Warfare between European nations culminated in two wars in the twentieth century that drew in countries all over the world. Finally, Europeans realized the very high price they paid for national rivalry. After World War II, Europe re-organized itself, with nations sacrificing some of their sovereignty to the European Economic Community. The changing relationship between national concerns and economic concerns was built into the new structure. Economic issues became dominant. The new era of economism was born. Not only business, but also politics, education, and much of culture were subservient to the economy.

I hope you now understand what I mean by different types of spirituality. Imperialism, Christianism, nationalism, and economism define four epochs of Western European civilization. From a Christian perspective they are all idolatrous. The idolatry that called for emperor worship was the most blatant. Making Christianity itself an idol was theologically the most distressing. Nationalism was the most violent in its destructiveness. Economism is the most violent existentially. It removes all meaning from life, and it is the most destructive of the natural world which is reduced to nothing more than its usefulness in production and consumption.

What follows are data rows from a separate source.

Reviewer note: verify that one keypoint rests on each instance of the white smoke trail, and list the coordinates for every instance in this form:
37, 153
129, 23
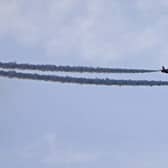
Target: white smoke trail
69, 79
80, 69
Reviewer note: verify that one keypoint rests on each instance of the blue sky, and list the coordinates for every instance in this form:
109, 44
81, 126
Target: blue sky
54, 125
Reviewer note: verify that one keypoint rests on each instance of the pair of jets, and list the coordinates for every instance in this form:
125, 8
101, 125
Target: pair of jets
164, 70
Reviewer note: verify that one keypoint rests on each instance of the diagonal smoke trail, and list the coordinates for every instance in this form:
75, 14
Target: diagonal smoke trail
80, 69
68, 79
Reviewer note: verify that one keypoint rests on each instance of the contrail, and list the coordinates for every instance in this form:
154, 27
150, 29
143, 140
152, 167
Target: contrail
89, 81
80, 69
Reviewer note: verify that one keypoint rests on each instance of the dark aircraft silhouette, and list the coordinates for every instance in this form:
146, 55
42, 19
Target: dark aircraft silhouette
164, 70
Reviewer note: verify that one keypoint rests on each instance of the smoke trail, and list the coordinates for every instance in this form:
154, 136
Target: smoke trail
67, 79
80, 69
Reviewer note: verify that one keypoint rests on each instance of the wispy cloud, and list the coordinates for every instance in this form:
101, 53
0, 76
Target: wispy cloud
92, 29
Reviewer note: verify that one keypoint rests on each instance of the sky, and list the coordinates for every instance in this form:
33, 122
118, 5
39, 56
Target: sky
44, 124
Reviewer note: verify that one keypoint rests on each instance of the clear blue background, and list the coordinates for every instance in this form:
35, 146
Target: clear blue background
65, 125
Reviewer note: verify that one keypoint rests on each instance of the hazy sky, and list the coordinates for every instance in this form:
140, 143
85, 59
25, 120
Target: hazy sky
70, 126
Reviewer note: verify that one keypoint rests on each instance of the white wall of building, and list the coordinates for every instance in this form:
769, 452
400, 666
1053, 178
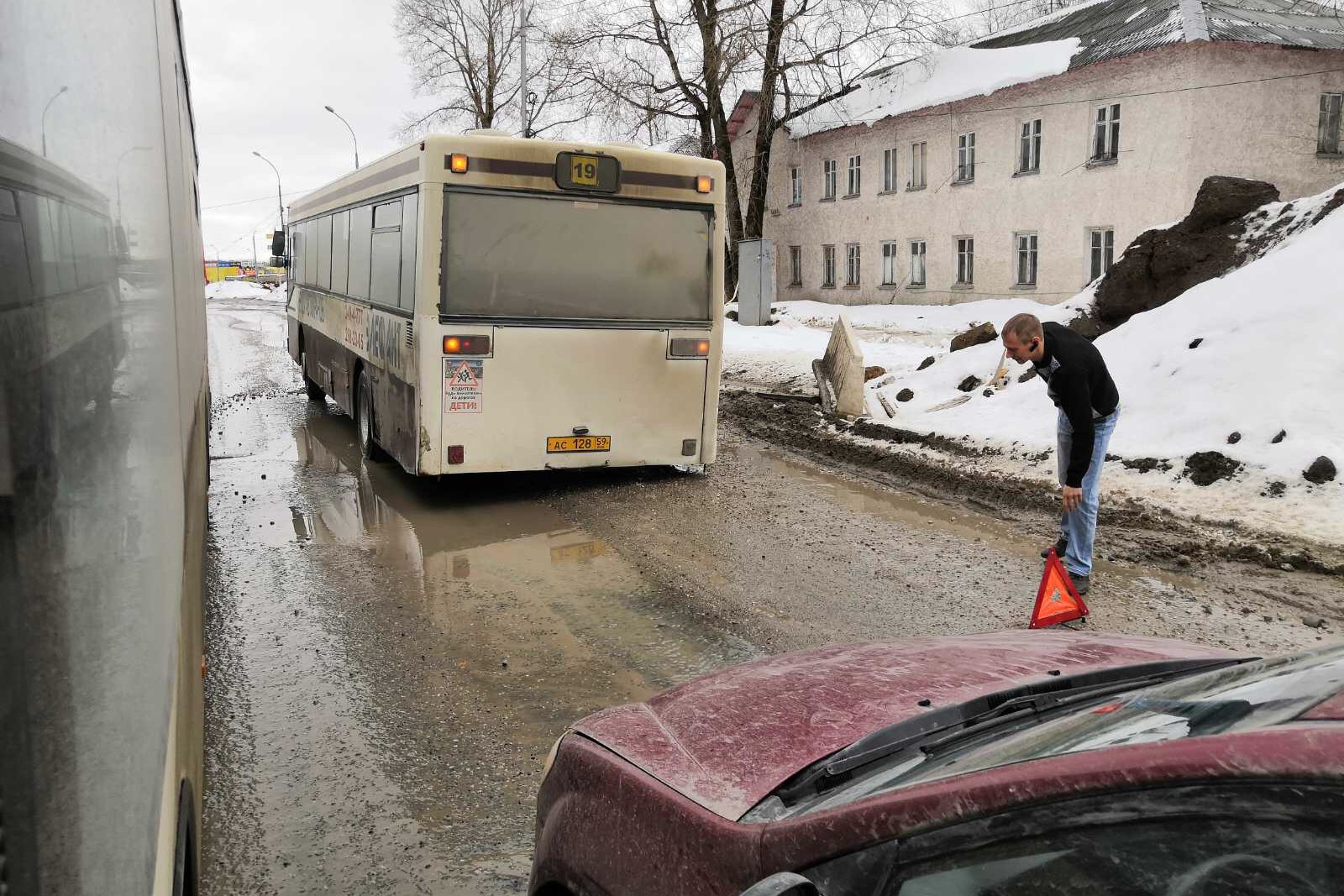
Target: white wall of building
1175, 130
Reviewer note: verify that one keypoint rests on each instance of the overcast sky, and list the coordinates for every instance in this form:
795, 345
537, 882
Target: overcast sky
261, 73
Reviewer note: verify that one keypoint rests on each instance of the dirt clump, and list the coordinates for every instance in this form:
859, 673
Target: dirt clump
1163, 264
974, 336
1206, 468
1320, 472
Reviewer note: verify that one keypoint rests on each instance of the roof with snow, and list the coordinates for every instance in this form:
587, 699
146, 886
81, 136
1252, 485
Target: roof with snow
1079, 35
1110, 29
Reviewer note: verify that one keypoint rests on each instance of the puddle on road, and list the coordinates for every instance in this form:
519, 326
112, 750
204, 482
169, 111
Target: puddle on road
914, 511
430, 638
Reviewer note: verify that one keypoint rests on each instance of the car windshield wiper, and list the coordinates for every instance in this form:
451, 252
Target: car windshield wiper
941, 727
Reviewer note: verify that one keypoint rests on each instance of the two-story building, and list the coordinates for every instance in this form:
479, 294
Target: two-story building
1026, 161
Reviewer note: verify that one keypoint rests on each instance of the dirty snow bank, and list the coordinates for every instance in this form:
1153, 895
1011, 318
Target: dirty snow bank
1269, 360
958, 73
244, 289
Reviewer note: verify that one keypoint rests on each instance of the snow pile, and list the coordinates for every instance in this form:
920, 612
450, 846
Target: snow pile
244, 289
1268, 359
952, 74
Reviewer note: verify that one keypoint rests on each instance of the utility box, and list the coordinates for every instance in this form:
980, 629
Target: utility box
756, 281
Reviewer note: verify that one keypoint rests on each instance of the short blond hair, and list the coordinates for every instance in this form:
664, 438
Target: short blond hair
1025, 327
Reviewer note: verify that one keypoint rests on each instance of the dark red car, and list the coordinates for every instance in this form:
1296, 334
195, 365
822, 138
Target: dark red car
1014, 763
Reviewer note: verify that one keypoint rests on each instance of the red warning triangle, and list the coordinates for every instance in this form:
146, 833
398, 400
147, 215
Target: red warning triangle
1057, 600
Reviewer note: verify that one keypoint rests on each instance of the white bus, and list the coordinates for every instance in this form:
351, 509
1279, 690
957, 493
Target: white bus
484, 304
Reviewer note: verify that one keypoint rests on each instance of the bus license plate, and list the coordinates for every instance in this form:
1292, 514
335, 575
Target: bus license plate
566, 443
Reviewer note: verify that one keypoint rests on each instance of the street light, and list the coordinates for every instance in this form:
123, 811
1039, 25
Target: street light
45, 120
351, 132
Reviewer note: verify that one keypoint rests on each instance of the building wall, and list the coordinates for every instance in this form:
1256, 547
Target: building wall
1171, 139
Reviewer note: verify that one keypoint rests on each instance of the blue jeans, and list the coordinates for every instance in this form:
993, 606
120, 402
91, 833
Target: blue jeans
1079, 527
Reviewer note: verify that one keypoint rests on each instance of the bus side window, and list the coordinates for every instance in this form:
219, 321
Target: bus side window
385, 282
410, 211
15, 284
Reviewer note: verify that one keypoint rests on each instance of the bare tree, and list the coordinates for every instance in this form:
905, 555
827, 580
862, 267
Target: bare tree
662, 69
813, 53
465, 53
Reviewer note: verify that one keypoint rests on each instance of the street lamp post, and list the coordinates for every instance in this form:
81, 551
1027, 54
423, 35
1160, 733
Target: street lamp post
45, 118
351, 132
280, 192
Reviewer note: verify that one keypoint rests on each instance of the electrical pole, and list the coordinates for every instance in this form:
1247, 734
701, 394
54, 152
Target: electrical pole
522, 55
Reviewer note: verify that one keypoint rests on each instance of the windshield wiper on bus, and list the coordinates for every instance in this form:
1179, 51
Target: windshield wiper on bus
942, 727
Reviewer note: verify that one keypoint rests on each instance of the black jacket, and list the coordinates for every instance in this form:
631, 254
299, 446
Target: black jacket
1081, 387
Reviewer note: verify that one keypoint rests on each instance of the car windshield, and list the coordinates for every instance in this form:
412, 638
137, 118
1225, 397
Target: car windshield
1234, 699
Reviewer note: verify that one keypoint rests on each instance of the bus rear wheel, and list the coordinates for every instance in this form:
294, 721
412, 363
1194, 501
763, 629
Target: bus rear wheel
365, 419
315, 391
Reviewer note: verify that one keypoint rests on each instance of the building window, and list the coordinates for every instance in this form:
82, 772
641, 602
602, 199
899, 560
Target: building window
889, 264
918, 156
1026, 259
1102, 251
853, 265
1106, 136
965, 261
967, 156
1028, 149
1328, 125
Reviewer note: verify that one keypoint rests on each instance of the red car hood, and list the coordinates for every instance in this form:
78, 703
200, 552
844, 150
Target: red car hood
727, 739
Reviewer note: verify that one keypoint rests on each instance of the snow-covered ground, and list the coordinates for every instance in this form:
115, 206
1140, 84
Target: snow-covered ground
242, 289
1269, 360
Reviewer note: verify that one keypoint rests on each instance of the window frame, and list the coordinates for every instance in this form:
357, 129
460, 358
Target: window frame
890, 264
1026, 242
918, 165
1106, 253
965, 172
921, 265
1330, 144
965, 261
1105, 134
1028, 145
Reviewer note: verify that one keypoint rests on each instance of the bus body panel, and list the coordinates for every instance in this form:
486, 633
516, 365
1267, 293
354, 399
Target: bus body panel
546, 382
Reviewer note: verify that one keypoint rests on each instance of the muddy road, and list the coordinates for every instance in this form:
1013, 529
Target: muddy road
390, 660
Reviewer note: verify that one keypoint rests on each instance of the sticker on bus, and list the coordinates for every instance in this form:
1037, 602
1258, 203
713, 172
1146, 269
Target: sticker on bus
463, 385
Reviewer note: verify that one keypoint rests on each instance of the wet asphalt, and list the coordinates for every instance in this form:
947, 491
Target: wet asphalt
390, 660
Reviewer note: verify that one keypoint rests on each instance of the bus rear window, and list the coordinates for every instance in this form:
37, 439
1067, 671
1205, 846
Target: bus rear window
575, 259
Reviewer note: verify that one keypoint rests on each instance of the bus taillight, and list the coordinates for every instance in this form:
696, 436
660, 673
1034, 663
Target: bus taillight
690, 348
467, 344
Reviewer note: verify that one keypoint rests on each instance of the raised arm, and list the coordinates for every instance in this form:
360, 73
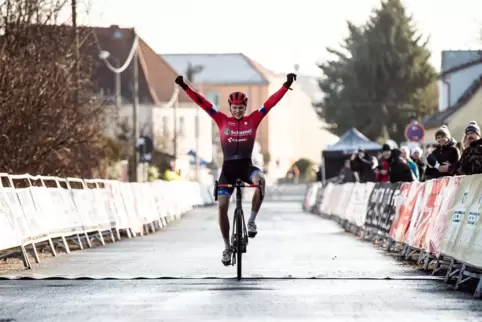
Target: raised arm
277, 96
199, 99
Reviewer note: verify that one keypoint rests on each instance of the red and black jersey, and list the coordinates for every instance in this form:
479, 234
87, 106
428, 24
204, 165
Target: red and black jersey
237, 136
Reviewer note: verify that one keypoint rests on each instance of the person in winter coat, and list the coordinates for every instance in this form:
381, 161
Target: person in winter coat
382, 170
411, 164
417, 157
471, 160
362, 166
444, 157
346, 175
400, 171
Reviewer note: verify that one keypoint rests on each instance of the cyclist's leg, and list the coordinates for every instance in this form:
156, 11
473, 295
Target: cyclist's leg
223, 219
256, 177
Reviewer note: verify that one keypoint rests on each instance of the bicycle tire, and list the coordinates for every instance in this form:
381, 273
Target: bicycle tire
239, 243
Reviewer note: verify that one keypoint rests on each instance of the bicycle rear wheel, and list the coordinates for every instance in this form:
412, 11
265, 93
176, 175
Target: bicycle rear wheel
239, 243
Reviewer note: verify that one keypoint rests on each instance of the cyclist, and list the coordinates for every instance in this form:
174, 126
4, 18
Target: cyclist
237, 136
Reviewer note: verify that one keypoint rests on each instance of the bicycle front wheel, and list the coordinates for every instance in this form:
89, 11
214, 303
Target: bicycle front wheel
239, 243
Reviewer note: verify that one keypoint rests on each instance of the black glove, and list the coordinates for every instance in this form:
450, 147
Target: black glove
289, 80
180, 81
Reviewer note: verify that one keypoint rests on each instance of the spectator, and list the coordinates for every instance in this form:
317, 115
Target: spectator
471, 160
346, 175
399, 169
382, 170
444, 156
362, 166
406, 155
420, 162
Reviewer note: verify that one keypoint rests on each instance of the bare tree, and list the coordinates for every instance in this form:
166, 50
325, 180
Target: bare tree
45, 129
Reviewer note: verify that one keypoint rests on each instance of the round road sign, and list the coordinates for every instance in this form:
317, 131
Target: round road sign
414, 132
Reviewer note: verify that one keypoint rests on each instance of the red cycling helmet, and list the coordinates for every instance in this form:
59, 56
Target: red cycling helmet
237, 98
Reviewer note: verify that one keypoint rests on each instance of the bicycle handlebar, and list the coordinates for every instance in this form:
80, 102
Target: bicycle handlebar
238, 184
242, 185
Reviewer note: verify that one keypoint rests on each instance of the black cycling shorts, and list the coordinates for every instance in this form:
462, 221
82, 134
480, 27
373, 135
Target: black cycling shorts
234, 169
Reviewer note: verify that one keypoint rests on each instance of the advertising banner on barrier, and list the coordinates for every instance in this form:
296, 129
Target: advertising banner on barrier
405, 204
372, 207
442, 216
467, 238
388, 211
381, 206
39, 213
462, 201
435, 190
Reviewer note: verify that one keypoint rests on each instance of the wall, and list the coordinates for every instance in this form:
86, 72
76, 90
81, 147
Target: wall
472, 110
163, 119
295, 129
125, 115
459, 81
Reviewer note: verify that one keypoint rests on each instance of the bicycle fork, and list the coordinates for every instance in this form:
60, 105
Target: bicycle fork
234, 238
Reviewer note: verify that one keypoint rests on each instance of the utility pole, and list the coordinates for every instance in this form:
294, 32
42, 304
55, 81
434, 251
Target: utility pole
190, 72
135, 117
77, 50
174, 143
118, 87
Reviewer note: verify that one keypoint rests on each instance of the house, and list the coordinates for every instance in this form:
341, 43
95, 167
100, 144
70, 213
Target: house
156, 93
295, 130
460, 94
221, 75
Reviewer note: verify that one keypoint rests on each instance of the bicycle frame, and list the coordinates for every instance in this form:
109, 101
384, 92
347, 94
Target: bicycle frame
239, 225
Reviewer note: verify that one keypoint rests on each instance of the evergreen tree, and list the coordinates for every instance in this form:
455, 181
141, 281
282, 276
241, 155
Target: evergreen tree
382, 79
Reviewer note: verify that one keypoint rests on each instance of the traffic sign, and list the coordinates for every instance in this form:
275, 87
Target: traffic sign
414, 132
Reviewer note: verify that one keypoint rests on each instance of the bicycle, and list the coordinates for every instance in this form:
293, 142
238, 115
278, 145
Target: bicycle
239, 224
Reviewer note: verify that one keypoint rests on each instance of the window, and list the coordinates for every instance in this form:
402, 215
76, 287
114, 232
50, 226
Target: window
165, 126
213, 97
182, 126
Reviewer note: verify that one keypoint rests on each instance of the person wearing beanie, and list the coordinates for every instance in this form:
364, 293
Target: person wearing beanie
446, 154
383, 168
399, 169
417, 157
471, 160
362, 166
413, 166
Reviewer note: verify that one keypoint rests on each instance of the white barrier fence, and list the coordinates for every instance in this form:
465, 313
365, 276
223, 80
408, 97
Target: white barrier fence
52, 211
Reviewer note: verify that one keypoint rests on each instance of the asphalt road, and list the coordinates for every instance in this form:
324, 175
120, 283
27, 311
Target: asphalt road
299, 268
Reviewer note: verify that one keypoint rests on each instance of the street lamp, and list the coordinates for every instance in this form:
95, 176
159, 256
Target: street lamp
191, 71
104, 55
135, 105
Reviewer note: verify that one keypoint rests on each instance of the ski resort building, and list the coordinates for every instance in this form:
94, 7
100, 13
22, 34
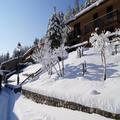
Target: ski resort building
102, 14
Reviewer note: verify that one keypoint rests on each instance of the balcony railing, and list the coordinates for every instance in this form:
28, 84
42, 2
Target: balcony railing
102, 21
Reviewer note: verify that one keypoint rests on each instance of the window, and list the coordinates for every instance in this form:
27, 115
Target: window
77, 30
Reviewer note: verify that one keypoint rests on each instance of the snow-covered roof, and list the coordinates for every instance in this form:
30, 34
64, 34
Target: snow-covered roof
95, 4
78, 45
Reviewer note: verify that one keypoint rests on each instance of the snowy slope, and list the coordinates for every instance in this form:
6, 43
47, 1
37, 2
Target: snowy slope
89, 90
4, 97
28, 110
26, 72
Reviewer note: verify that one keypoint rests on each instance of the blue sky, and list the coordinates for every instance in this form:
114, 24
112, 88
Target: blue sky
24, 20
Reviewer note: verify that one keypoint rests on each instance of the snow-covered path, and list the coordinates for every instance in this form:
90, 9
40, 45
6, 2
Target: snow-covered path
4, 103
28, 110
7, 101
17, 107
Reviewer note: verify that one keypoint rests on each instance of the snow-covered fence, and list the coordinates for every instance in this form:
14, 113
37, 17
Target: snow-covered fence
38, 98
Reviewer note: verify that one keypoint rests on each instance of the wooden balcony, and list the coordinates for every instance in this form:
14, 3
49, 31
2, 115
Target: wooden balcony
102, 22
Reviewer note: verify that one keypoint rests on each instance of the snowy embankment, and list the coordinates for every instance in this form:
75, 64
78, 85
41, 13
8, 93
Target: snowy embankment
4, 99
31, 69
28, 110
89, 90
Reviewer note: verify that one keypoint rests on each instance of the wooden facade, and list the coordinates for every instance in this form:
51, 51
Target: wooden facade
105, 16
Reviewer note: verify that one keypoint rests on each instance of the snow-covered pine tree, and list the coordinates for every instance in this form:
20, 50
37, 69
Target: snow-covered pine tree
53, 47
100, 42
54, 31
76, 6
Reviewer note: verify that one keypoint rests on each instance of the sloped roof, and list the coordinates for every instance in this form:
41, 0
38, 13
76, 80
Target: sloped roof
95, 4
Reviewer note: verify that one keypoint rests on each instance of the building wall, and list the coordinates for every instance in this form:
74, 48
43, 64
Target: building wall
87, 17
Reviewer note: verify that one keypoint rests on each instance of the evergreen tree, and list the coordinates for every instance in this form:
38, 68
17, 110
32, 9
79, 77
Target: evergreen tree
69, 13
36, 41
76, 6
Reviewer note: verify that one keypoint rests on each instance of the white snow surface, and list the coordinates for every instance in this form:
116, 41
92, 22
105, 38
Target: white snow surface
89, 90
3, 105
26, 72
26, 109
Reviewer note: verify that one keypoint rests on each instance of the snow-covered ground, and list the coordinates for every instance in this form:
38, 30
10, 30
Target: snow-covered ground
25, 74
89, 90
28, 110
17, 107
4, 99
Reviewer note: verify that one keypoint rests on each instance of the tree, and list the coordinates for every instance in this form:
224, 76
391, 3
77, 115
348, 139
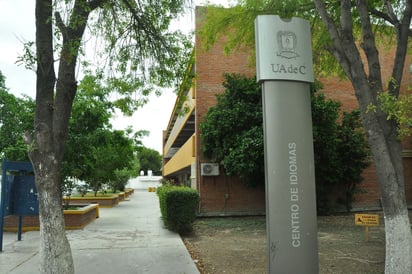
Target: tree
350, 30
16, 116
140, 51
236, 141
341, 151
366, 77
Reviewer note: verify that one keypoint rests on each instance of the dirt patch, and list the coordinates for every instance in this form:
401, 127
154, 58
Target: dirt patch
238, 245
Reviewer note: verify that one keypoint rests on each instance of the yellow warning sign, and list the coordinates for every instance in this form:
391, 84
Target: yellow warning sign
367, 219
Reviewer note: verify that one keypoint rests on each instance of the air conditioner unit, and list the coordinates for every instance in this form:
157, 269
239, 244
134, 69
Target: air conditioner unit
209, 169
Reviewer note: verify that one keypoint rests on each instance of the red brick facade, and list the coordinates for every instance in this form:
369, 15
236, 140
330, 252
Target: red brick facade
222, 195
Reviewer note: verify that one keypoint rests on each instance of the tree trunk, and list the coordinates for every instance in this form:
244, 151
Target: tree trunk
55, 252
53, 108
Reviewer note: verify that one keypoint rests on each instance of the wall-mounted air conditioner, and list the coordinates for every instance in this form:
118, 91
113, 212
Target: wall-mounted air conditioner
209, 169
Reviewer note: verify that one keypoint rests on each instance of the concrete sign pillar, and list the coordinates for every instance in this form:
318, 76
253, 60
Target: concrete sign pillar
284, 67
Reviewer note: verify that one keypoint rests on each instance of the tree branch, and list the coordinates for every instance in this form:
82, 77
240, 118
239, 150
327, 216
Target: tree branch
336, 49
369, 47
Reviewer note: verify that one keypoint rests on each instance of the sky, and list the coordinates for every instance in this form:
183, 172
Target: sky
17, 25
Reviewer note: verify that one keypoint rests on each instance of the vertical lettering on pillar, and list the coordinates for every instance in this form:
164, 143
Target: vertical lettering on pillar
294, 195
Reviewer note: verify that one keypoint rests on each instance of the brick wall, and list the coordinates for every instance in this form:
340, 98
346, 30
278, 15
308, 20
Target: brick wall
210, 68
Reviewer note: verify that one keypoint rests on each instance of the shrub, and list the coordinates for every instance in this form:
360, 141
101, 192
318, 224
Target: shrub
178, 207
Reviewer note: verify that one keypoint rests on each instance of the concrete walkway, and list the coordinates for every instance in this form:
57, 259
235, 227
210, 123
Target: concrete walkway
129, 238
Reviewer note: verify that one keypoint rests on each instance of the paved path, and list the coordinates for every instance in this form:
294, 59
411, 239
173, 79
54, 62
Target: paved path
129, 238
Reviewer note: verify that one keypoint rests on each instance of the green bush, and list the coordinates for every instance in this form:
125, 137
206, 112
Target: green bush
178, 207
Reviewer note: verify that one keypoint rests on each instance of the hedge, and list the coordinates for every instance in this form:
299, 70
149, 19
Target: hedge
178, 207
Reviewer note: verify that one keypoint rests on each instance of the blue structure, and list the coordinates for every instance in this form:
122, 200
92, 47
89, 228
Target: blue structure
18, 193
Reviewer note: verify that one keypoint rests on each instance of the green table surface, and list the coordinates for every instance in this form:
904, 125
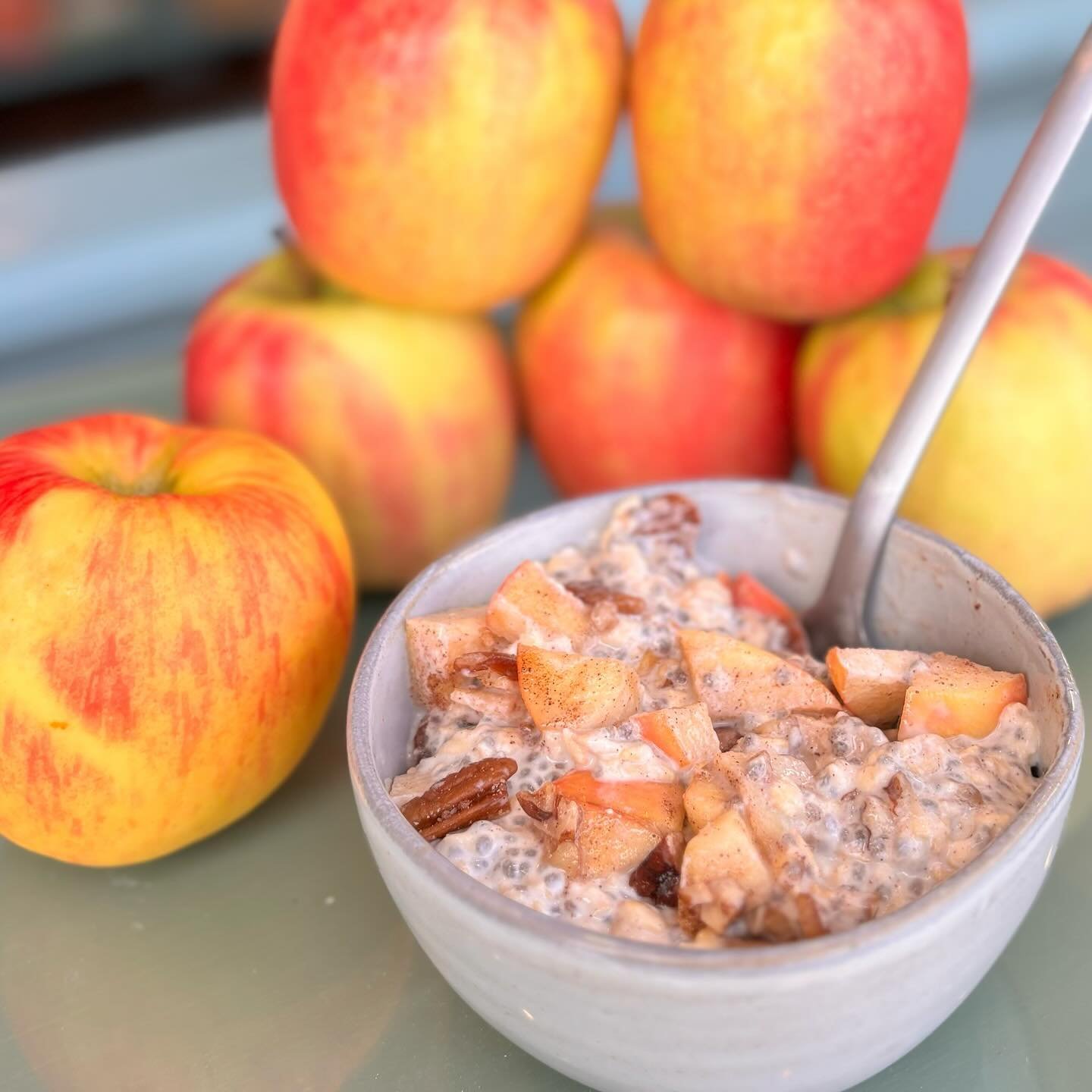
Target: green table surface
271, 958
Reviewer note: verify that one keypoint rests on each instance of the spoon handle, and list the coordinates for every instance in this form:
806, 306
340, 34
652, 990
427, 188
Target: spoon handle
839, 617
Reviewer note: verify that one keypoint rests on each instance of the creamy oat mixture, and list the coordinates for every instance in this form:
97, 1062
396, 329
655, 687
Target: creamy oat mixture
638, 744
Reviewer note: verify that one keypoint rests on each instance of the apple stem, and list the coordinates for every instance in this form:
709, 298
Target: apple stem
309, 278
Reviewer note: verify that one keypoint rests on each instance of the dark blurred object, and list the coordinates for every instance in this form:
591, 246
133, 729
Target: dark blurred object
77, 70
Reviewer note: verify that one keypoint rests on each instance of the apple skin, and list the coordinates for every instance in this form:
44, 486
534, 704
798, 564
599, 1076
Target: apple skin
407, 419
185, 605
630, 377
441, 154
792, 155
1008, 474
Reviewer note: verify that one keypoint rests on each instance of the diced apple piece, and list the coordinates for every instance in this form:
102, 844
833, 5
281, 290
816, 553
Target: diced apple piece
638, 921
955, 697
657, 803
685, 734
434, 642
735, 678
705, 797
871, 682
563, 690
723, 874
590, 841
531, 603
752, 595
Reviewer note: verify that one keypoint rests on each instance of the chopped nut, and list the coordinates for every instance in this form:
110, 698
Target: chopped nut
479, 791
476, 663
419, 748
970, 796
727, 737
672, 516
595, 591
540, 805
657, 876
898, 787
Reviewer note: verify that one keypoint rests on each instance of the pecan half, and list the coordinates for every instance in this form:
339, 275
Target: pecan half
657, 876
474, 663
595, 591
479, 791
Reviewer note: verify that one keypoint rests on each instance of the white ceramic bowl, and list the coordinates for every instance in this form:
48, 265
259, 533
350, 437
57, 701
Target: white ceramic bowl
819, 1015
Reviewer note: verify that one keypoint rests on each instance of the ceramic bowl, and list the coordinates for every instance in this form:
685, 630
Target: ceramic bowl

I hope you see also that change of spirituality at this level does take place. You may notice that when one form of spirituality decays and creates enormous problems, a different form, responsive to those problems can arise. I draw hope from the fact that the failures of economism are apparent to most people. Its treatment of people leads to nihilism. Its treatment of nature imperils the survival of life. How much worse does it have to get before the change comes?

Against this background the anticipatory hints of Earthism are a great relief. Strictly speaking, it is also idolatrous, but it is an idolatry that for now is not harmful. Idolatry is giving devotion to a part at the expense of other parts. Nations are clearly limited parts of the whole, and devotion to one nation leads to wars with devotees of other nations. The economic aspect of the world limits itself to one aspect of human activity omitting a very great deal. Subordinating everything to the pursuit of wealth has impoverished many people and raped the natural world. The Earth is a very limited part of the universe, but as of now limiting ourselves to devotion to its well-being omits very little of significance. If we should encounter creatures from other planets, it would be important to broaden our devotion.

For Christians, Earthism should be readily visible as a great improvement. The Bible begins with the affirmation that God is the Creator of the Earth. God saw that it is good. The human role is to tend it. One of the most popular biblical verses states the God so loved the world that he gave us Jesus Christ.

Of course, the explicit teaching is that we should love and serve God. But, again and again, the Bible makes clear that the expression of our love of God is primarily through our service of God’s creatures. The creatures we can serve constitute the Earth. In one of John’s letters he tells us that those who claim to love God but do not love their fellow creatures are liars. It is true that John’s focus is on our fellow human beings. But already in the Noah story we learned that God cares about all the animals. The Bible offers no justification for our separating ourselves so far from our fellow creatures. The Bible knows of no “nature” omitting humanity. There is only “creation” that includes all. We humans are a very important part of the world God loves. We certainly do not, by ourselves, constitute it.

It is great that many churches now pay attention to Earth Day. The next step, an urgent one, is to shift from the nationalism and economism, still so powerful in our culture, to Earthism. Corporations and nations will then justify themselves in terms of how they benefit the Earth. Serving the Earth, including especially one another, will give rich meaning to our lives.